Planning My Days – “Lastly, (but most importantly in some ways) I would not be able to function on a normal day, let alone these whacky times, without my planner. I really have been finding comfort in scheduling out my day. My husband and I are lucky to be able to work from home, but with daycare shut down, we need to be able to balance watching our son and working. We tried winging it, and it was chaos. It might seem robotic to schedule time with your kid, but it really does help me, and maybe it will help you too. Don’t feel like you have to schedule everything; find your balance and do whatever is useful to you.”

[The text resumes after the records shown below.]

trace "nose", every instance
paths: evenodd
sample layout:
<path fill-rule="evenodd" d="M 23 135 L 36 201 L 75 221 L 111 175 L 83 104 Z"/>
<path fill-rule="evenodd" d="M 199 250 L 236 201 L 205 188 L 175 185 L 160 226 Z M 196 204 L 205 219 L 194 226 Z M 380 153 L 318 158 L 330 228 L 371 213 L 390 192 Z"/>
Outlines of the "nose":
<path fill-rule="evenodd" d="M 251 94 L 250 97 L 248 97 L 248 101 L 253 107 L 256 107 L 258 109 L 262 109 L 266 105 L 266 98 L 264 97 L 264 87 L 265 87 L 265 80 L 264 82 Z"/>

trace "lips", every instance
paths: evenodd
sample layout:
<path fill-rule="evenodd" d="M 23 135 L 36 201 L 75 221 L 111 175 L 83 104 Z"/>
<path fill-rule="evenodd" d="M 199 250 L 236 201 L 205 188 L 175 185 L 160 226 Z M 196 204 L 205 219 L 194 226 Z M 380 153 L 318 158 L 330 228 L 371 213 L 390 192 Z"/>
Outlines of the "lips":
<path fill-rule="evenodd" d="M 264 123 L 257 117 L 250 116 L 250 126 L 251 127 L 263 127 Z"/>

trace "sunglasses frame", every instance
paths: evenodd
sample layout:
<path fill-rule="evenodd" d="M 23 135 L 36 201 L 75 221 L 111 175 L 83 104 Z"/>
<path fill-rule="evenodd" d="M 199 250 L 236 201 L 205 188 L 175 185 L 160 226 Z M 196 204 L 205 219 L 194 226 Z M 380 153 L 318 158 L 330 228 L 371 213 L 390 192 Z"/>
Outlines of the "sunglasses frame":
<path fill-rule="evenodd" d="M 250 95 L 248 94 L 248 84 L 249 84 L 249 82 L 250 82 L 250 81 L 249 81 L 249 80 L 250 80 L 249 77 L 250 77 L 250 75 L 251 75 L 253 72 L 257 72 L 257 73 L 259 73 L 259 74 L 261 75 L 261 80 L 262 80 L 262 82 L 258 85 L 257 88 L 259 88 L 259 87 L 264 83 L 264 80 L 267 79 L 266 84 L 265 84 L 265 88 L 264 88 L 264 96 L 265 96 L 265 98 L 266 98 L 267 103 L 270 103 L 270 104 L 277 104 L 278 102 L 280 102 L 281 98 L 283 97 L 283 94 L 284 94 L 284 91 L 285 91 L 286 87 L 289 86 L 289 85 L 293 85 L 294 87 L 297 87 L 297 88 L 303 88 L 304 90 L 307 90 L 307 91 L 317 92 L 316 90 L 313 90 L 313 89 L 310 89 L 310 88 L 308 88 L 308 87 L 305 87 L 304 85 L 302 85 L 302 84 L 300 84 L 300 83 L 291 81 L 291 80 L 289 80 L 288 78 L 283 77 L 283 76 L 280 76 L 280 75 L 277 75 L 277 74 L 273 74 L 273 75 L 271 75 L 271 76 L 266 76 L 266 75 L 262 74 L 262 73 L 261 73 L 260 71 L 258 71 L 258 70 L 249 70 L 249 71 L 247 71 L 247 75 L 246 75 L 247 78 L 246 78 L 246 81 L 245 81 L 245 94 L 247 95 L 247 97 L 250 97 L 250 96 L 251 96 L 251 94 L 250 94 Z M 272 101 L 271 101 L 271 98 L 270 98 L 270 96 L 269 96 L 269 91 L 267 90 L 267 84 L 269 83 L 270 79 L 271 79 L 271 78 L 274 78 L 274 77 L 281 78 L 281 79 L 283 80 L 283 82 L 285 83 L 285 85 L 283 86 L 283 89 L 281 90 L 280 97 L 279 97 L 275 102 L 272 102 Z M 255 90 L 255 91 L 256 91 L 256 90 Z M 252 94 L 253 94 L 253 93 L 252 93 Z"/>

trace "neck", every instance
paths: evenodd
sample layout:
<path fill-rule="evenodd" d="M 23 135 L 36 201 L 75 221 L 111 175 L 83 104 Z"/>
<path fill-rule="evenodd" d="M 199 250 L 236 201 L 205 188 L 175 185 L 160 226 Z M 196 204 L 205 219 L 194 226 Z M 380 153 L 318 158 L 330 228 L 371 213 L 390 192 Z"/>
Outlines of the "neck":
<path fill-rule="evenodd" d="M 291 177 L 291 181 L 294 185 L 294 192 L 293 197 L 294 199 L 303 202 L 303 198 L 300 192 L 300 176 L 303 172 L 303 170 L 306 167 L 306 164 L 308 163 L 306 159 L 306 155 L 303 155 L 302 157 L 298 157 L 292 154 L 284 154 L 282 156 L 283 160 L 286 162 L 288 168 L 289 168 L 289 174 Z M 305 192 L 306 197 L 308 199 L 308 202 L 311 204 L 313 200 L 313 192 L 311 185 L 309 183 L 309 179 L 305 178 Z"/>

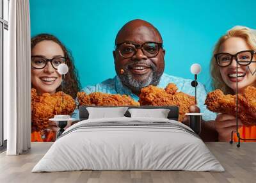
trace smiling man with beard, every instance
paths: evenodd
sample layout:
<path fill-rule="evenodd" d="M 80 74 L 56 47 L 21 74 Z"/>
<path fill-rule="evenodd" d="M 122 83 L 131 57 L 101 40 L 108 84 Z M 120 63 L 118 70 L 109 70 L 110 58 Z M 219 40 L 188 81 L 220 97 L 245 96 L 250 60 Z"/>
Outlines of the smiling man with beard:
<path fill-rule="evenodd" d="M 143 87 L 154 85 L 164 88 L 172 83 L 180 91 L 194 95 L 192 80 L 163 73 L 164 54 L 162 36 L 158 30 L 143 20 L 131 20 L 121 28 L 116 37 L 113 54 L 117 76 L 95 86 L 87 86 L 83 92 L 87 94 L 95 92 L 125 94 L 138 101 L 140 91 Z M 216 115 L 204 105 L 207 94 L 204 85 L 198 83 L 197 91 L 198 106 L 205 114 L 204 120 L 215 119 Z M 192 106 L 189 110 L 195 113 L 200 109 Z"/>

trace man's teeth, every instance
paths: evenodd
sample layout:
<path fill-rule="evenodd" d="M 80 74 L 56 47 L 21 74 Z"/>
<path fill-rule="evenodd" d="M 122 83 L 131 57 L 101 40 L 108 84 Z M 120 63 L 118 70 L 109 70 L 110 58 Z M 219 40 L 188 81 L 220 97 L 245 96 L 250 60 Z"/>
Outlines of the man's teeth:
<path fill-rule="evenodd" d="M 51 82 L 55 81 L 56 77 L 41 77 L 41 79 L 44 81 Z"/>
<path fill-rule="evenodd" d="M 134 67 L 132 68 L 132 69 L 136 69 L 136 70 L 142 70 L 142 69 L 145 69 L 147 68 L 147 67 Z"/>
<path fill-rule="evenodd" d="M 245 73 L 234 73 L 234 74 L 229 74 L 228 76 L 229 77 L 244 77 L 245 76 Z"/>

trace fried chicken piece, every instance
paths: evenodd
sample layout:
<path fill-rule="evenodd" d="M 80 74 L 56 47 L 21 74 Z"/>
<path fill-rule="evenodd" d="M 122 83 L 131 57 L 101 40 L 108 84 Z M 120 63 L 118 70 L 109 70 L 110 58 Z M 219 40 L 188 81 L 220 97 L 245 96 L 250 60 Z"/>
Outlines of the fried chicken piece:
<path fill-rule="evenodd" d="M 49 126 L 49 119 L 56 115 L 70 115 L 76 108 L 76 102 L 69 95 L 64 93 L 62 103 L 62 92 L 59 92 L 52 95 L 45 93 L 42 95 L 31 90 L 31 121 L 32 126 L 38 129 Z"/>
<path fill-rule="evenodd" d="M 140 106 L 140 103 L 126 95 L 93 92 L 86 95 L 78 92 L 77 100 L 81 106 Z"/>
<path fill-rule="evenodd" d="M 177 92 L 178 88 L 169 83 L 165 89 L 150 85 L 141 90 L 139 102 L 141 106 L 177 106 L 179 121 L 182 122 L 185 113 L 189 113 L 189 106 L 195 105 L 195 97 Z"/>
<path fill-rule="evenodd" d="M 256 120 L 256 88 L 249 87 L 245 89 L 244 93 L 238 94 L 238 117 L 245 125 L 255 124 Z M 207 94 L 205 104 L 212 112 L 236 116 L 236 95 L 224 95 L 221 90 L 217 89 Z"/>

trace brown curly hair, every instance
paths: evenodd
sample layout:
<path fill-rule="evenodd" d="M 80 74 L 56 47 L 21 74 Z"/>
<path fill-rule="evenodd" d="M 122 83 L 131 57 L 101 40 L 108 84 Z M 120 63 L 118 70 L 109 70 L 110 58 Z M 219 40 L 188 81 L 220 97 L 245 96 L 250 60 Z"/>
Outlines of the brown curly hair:
<path fill-rule="evenodd" d="M 50 34 L 40 34 L 31 38 L 31 51 L 33 47 L 39 42 L 44 40 L 51 40 L 58 44 L 64 52 L 66 58 L 67 65 L 68 67 L 68 72 L 65 76 L 63 92 L 67 94 L 71 95 L 73 99 L 76 99 L 77 93 L 81 90 L 81 83 L 78 79 L 78 72 L 74 65 L 74 59 L 70 51 L 54 35 Z M 56 92 L 61 90 L 61 85 L 56 89 Z"/>

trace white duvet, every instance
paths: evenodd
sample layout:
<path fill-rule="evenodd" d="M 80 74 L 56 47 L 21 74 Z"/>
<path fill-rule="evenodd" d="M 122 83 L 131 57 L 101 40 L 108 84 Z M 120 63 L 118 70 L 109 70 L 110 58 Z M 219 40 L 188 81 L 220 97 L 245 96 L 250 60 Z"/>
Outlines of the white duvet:
<path fill-rule="evenodd" d="M 225 171 L 182 123 L 125 117 L 86 120 L 71 126 L 32 172 L 81 170 Z"/>

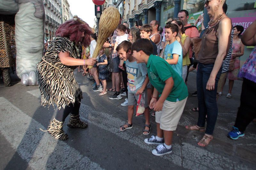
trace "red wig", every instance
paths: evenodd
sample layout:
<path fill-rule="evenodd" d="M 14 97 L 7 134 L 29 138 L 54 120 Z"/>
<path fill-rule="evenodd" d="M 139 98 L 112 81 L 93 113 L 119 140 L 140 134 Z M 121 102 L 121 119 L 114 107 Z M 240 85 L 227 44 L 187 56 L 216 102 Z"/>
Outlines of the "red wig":
<path fill-rule="evenodd" d="M 92 28 L 85 22 L 80 20 L 69 20 L 60 25 L 56 31 L 56 36 L 68 38 L 77 44 L 80 42 L 84 47 L 87 47 L 91 43 L 90 34 L 92 33 Z M 82 37 L 83 33 L 84 37 Z"/>

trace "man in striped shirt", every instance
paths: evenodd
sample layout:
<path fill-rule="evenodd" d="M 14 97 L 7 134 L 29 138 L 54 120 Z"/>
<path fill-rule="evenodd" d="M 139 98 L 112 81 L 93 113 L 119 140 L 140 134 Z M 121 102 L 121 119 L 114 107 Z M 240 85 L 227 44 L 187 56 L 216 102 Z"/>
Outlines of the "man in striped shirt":
<path fill-rule="evenodd" d="M 228 9 L 228 6 L 225 3 L 223 5 L 223 11 L 226 13 Z M 222 90 L 225 84 L 226 76 L 227 74 L 228 71 L 229 67 L 229 62 L 231 58 L 231 54 L 232 54 L 232 45 L 233 44 L 233 36 L 234 36 L 234 30 L 232 29 L 231 32 L 231 41 L 230 43 L 230 46 L 228 49 L 228 52 L 227 55 L 227 57 L 223 60 L 222 63 L 222 70 L 220 77 L 218 82 L 218 87 L 217 89 L 217 93 L 216 100 L 218 100 L 218 96 L 220 96 L 222 94 Z"/>

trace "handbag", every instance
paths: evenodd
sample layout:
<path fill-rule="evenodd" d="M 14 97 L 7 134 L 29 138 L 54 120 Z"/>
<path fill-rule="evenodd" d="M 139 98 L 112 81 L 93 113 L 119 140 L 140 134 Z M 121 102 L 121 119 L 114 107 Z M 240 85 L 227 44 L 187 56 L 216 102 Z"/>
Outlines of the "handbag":
<path fill-rule="evenodd" d="M 166 46 L 167 45 L 167 44 L 169 43 L 169 41 L 165 42 L 164 44 L 164 48 L 163 48 L 160 54 L 159 55 L 159 56 L 162 58 L 164 58 L 164 50 L 165 49 L 165 47 L 166 47 Z"/>
<path fill-rule="evenodd" d="M 228 71 L 232 71 L 235 69 L 235 60 L 230 60 Z"/>

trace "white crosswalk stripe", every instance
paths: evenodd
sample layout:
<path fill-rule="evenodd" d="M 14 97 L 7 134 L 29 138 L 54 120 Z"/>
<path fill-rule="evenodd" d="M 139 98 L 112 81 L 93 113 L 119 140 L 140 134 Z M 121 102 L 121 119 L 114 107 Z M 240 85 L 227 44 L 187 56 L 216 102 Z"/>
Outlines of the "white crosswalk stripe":
<path fill-rule="evenodd" d="M 39 92 L 38 90 L 28 92 L 37 97 L 40 97 L 40 94 L 38 96 L 38 92 L 36 90 Z M 96 111 L 93 108 L 83 103 L 81 104 L 80 112 L 81 113 L 81 118 L 86 120 L 89 124 L 91 123 L 110 132 L 122 140 L 128 140 L 142 149 L 148 151 L 149 154 L 151 154 L 151 151 L 155 149 L 155 146 L 148 145 L 144 143 L 144 139 L 147 137 L 142 135 L 137 135 L 140 132 L 142 133 L 142 127 L 134 125 L 132 129 L 120 132 L 118 128 L 124 124 L 123 120 L 105 113 Z M 181 146 L 178 144 L 173 144 L 172 153 L 162 157 L 178 166 L 189 169 L 196 167 L 200 169 L 208 169 L 209 167 L 215 169 L 232 169 L 233 167 L 238 169 L 248 168 L 244 165 L 240 165 L 239 163 L 228 158 L 212 153 L 199 147 L 185 142 L 182 143 L 182 145 Z M 202 161 L 202 157 L 207 159 L 204 159 Z"/>
<path fill-rule="evenodd" d="M 40 131 L 43 125 L 3 97 L 0 97 L 0 112 L 4 113 L 0 119 L 1 133 L 32 169 L 70 169 L 74 165 L 78 169 L 102 169 L 65 142 Z M 56 162 L 51 158 L 65 161 Z"/>

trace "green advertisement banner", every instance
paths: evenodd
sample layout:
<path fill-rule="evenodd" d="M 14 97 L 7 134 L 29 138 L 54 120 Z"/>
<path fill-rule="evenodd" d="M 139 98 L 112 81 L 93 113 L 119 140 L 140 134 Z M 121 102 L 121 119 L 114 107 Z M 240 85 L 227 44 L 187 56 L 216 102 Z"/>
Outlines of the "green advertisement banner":
<path fill-rule="evenodd" d="M 203 15 L 203 13 L 204 11 L 201 11 L 188 15 L 188 24 L 190 24 L 191 25 L 195 25 L 195 23 L 196 23 L 196 20 L 198 17 L 199 17 L 199 15 Z M 199 32 L 200 32 L 202 29 L 201 28 L 201 24 L 197 27 Z"/>

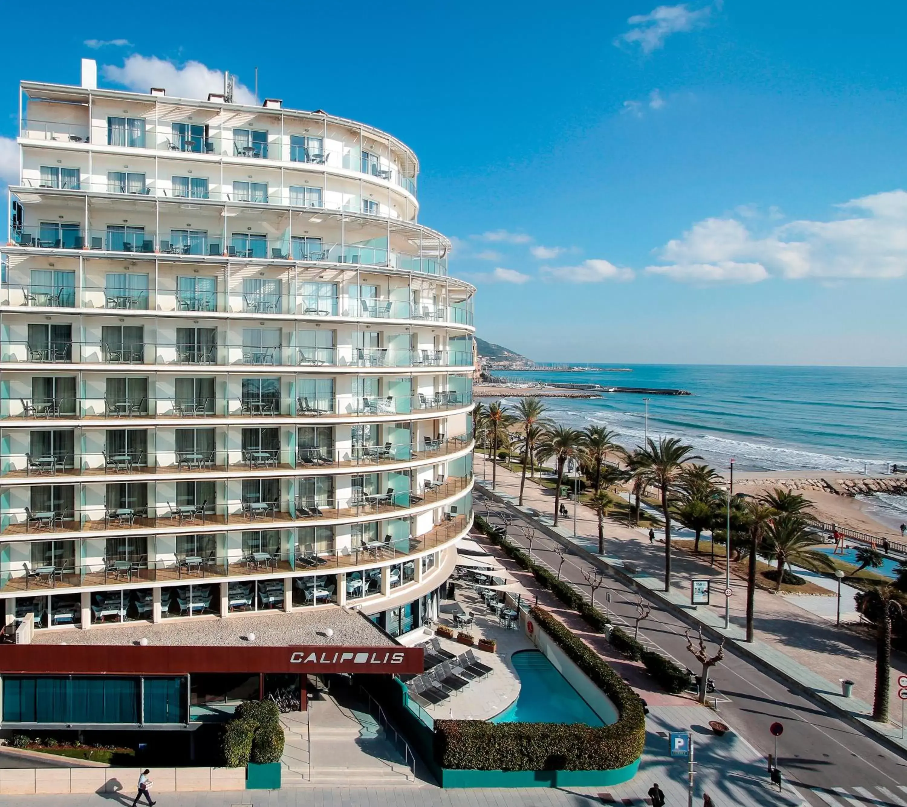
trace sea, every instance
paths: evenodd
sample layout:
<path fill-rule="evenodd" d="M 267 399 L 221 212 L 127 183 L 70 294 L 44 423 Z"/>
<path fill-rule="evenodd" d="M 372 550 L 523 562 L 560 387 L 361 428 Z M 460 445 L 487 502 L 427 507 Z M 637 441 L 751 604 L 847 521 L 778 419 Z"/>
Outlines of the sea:
<path fill-rule="evenodd" d="M 907 468 L 907 367 L 583 365 L 562 372 L 495 372 L 502 379 L 605 387 L 681 389 L 689 395 L 603 393 L 545 398 L 552 419 L 575 428 L 606 424 L 627 448 L 647 433 L 679 437 L 717 469 L 829 471 L 883 475 Z M 629 372 L 610 372 L 606 367 Z M 519 391 L 514 398 L 531 394 Z M 649 398 L 648 425 L 646 403 Z M 874 518 L 897 528 L 907 497 L 873 496 Z"/>

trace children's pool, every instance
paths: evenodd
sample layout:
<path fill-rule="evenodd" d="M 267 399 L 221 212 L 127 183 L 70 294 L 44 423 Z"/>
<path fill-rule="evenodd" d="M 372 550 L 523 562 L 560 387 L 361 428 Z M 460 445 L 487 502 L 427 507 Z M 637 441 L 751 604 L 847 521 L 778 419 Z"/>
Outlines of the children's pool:
<path fill-rule="evenodd" d="M 511 661 L 520 676 L 520 696 L 490 723 L 605 724 L 543 653 L 521 650 Z"/>

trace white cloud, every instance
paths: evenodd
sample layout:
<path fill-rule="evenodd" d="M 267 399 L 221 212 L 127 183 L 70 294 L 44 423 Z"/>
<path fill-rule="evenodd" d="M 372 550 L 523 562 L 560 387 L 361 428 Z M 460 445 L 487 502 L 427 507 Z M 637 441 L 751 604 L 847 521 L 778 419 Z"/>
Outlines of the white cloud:
<path fill-rule="evenodd" d="M 602 280 L 632 280 L 633 270 L 616 267 L 600 258 L 584 260 L 576 267 L 542 267 L 541 272 L 557 280 L 568 283 L 600 283 Z"/>
<path fill-rule="evenodd" d="M 529 275 L 523 275 L 522 272 L 518 272 L 516 269 L 505 269 L 502 267 L 497 267 L 492 272 L 491 279 L 498 280 L 501 283 L 516 283 L 519 285 L 526 283 L 532 278 Z"/>
<path fill-rule="evenodd" d="M 0 183 L 19 181 L 19 145 L 11 137 L 0 137 Z"/>
<path fill-rule="evenodd" d="M 627 22 L 632 26 L 615 40 L 615 44 L 639 44 L 644 53 L 664 46 L 672 34 L 681 34 L 701 27 L 712 13 L 711 6 L 690 9 L 686 3 L 659 5 L 649 14 L 634 15 Z"/>
<path fill-rule="evenodd" d="M 761 235 L 736 219 L 706 219 L 668 241 L 658 251 L 664 265 L 646 271 L 697 283 L 907 277 L 907 192 L 876 193 L 837 207 L 847 218 L 791 221 Z M 769 208 L 770 220 L 777 215 Z"/>
<path fill-rule="evenodd" d="M 479 260 L 501 260 L 503 256 L 494 249 L 483 249 L 482 252 L 476 252 L 473 258 L 477 258 Z"/>
<path fill-rule="evenodd" d="M 532 236 L 525 233 L 509 232 L 506 229 L 495 229 L 483 233 L 479 236 L 470 236 L 479 241 L 490 241 L 493 244 L 528 244 L 532 240 Z"/>
<path fill-rule="evenodd" d="M 563 247 L 542 247 L 540 245 L 530 247 L 529 251 L 532 253 L 533 258 L 537 258 L 539 260 L 551 260 L 567 250 Z"/>
<path fill-rule="evenodd" d="M 93 50 L 104 47 L 126 48 L 132 47 L 132 43 L 128 39 L 86 39 L 83 44 L 88 45 Z"/>
<path fill-rule="evenodd" d="M 135 53 L 123 61 L 122 67 L 105 64 L 102 74 L 107 81 L 122 84 L 136 92 L 147 92 L 151 87 L 163 87 L 167 94 L 177 98 L 208 98 L 209 92 L 223 92 L 224 74 L 200 62 L 187 62 L 178 67 L 157 56 Z M 237 83 L 238 103 L 254 103 L 254 93 Z"/>

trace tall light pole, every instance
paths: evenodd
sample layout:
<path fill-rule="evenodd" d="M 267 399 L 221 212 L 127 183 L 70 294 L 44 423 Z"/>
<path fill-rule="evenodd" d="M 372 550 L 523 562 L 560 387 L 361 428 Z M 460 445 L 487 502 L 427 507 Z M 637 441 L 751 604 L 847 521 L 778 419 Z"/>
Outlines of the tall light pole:
<path fill-rule="evenodd" d="M 727 491 L 727 532 L 725 533 L 725 630 L 731 627 L 731 499 L 734 497 L 734 458 L 731 458 L 731 485 Z M 715 536 L 712 536 L 713 539 Z"/>

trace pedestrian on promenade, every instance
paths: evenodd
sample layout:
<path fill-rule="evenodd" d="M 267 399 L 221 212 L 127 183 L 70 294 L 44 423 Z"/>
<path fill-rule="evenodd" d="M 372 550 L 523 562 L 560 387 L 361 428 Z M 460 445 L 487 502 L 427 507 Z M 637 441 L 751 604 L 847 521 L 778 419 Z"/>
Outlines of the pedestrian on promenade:
<path fill-rule="evenodd" d="M 148 802 L 148 807 L 154 807 L 157 802 L 151 801 L 151 794 L 149 792 L 152 783 L 151 780 L 148 778 L 148 774 L 151 772 L 145 768 L 141 772 L 141 775 L 139 776 L 139 792 L 135 794 L 135 798 L 132 799 L 132 807 L 135 807 L 139 803 L 139 799 L 141 798 L 142 794 L 145 796 L 145 801 Z"/>
<path fill-rule="evenodd" d="M 658 784 L 649 789 L 649 797 L 652 800 L 652 807 L 665 807 L 665 794 Z"/>

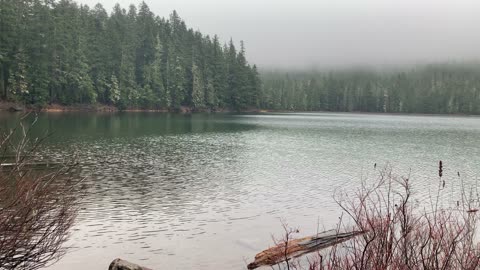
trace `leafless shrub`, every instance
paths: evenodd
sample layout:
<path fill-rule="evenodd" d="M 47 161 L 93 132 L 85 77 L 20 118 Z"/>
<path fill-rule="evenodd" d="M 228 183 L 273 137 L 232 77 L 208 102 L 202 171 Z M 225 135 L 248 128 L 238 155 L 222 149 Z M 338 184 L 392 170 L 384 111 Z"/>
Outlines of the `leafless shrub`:
<path fill-rule="evenodd" d="M 341 220 L 339 228 L 366 233 L 303 261 L 288 261 L 287 268 L 478 269 L 479 200 L 458 184 L 462 188 L 459 200 L 444 206 L 442 166 L 440 162 L 438 190 L 427 204 L 413 200 L 408 177 L 395 176 L 388 168 L 373 185 L 364 182 L 354 194 L 337 194 L 337 203 L 349 217 Z M 285 246 L 290 239 L 284 238 Z"/>
<path fill-rule="evenodd" d="M 29 130 L 20 123 L 0 137 L 0 269 L 58 260 L 77 213 L 74 164 L 36 162 L 42 140 L 31 140 Z"/>

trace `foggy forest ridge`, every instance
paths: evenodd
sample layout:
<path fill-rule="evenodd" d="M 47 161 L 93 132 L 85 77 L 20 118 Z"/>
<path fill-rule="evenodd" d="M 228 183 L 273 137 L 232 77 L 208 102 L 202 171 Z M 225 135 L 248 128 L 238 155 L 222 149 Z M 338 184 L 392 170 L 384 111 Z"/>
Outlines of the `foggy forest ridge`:
<path fill-rule="evenodd" d="M 80 0 L 107 10 L 140 1 Z M 193 29 L 244 40 L 262 68 L 416 65 L 480 59 L 478 1 L 145 1 Z"/>

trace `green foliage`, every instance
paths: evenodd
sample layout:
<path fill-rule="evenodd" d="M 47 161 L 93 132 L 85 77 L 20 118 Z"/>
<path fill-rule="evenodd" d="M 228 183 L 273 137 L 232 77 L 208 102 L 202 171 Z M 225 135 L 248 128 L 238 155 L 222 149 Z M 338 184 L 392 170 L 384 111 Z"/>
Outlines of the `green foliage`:
<path fill-rule="evenodd" d="M 265 72 L 262 79 L 260 107 L 266 109 L 480 114 L 478 63 L 391 72 Z"/>
<path fill-rule="evenodd" d="M 71 0 L 1 5 L 3 100 L 203 110 L 242 109 L 259 95 L 243 44 L 239 53 L 233 42 L 225 51 L 175 11 L 165 19 L 144 2 L 138 9 L 116 5 L 111 15 L 100 4 Z"/>

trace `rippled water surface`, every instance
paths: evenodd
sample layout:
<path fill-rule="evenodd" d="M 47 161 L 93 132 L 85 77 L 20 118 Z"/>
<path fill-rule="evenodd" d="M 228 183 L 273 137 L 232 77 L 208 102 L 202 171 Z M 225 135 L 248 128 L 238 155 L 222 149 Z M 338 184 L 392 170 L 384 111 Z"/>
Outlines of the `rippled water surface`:
<path fill-rule="evenodd" d="M 2 115 L 3 126 L 18 116 Z M 245 269 L 281 232 L 331 227 L 339 188 L 390 164 L 427 196 L 480 173 L 480 118 L 369 114 L 43 114 L 46 153 L 75 153 L 88 176 L 68 245 L 48 269 Z M 377 163 L 377 170 L 373 165 Z"/>

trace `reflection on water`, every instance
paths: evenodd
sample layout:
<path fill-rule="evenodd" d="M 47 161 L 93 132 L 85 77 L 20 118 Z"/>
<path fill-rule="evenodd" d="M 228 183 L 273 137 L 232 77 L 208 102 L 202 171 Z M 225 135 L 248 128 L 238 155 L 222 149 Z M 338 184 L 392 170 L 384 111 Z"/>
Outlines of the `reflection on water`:
<path fill-rule="evenodd" d="M 11 115 L 0 117 L 12 125 Z M 46 154 L 76 153 L 88 196 L 49 269 L 106 269 L 121 257 L 159 269 L 245 269 L 280 218 L 311 234 L 335 224 L 337 188 L 390 163 L 419 196 L 457 171 L 476 181 L 480 119 L 365 114 L 43 114 Z"/>

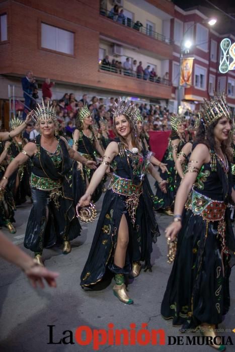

– Jessica, Reference Specialist

Baking – “I’ve been working my way through my repertoire of bread recipes. This is an Amish recipe; it makes two white loaves that are not too sweet for sandwiches, but toast up into a lovely treat to slather with butter.”

– Sylvia, Circulation Specialist

Amish Bread
1 pkg active dry yeast
1/2 c plus 2 c warm water or milk
1 heaping T lard or shortening
1/2 c sugar
1 T salt
7 to 8 c all-purpose flour (mine took 7 c)

In a small bowl, dissolve the yeast in the 1/2 c warm water. (You can put a spoonful of sugar in too, to make the yeast extra happy.) Let this sit until foamy. In a large mixing bowl, combine the lard, sugar, salt, and the remaining 2 c water. Into the mixing bowl, stir the yeast and enough of the flour to make a soft, elastic dough that doesn’t stick to the sides of the bowl. Cover the dough with a towel and let rise until double (about 1 1/2 hours) in a warm, draft-free place. Punch the dough down, and divide it into two balls. Form two loaves. Put the loaves in greased loaf pans. Cover with a cloth and let rise again until double (45 to 60 minutes). Bake in a 325 degree oven for about 45 minutes. The bread will sound hollow when it’s done.